Background: In hypertrophic cardiomyopathy (HCM), reverse septal curvature is strongly predictive of myofilament HCM, particularly myosin binding protein C- and beta myosin heavy chain-HCM. The aim of this study was to examine the relationship between various septal morphological subtypes and presence of myocardial fibrosis in HCM.
Methods: Cine and contrast-enhanced cardiac magnetic resonance was performed in 100 consecutive patients with HCM. The presence of myocardial fibrosis was determined from myocardial delayed enhancement (MDE) imaging. Cine imaging was used to characterize LV morphological features as follows:
Sigmoid septum; septum being concave toward the LV cavity with a pronounced basal septal bulge
Reverse curvature septum; predominant mid-septal convexity toward the LV cavity, with the cavity having a crescent shape and
Neutral septum; straight or variable septal convexity toward the LV cavity.

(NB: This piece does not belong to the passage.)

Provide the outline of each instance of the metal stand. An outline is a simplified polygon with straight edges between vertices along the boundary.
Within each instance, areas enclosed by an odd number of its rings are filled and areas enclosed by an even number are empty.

Results: The mean age of the patients was 53.4 ± 15.2 years. Overall, 12% had paroxysmal atrial fibrillation, 39% had hypertension and 72% had NYHA class ≥ 2. The septal morphological subtype was reverse curvature in 33%, sigmoid in 26%, and neutral in 41%. MDE was identified in 57%. MDE was present in 32/33 (97%) patients with reverse curvature-HCM, 17/41 (41%) patients with neutral septal contour, and only 8/26 (29%) patients with sigmoidal-HCM. Compared to other morphological subtypes, multivariate analysis showed that MDE-positive status was far more likely in reverse curvature-HCM, (odds ratio, 20.6; p=0.006) (table⇓).
Conclusion: Septal subtype is an independent predictor of the presence of myocardial fibrosis. Given that reverse septal curvature is a strong surrogate for myofilament mutation positive status; these findings suggest that myocardial fibrosis is an almost universal feature of genetically determined myofilament HCM. In contrast, fibrosis is much less common in sigmoidal HCM which rarely stems from a myofilament mutation.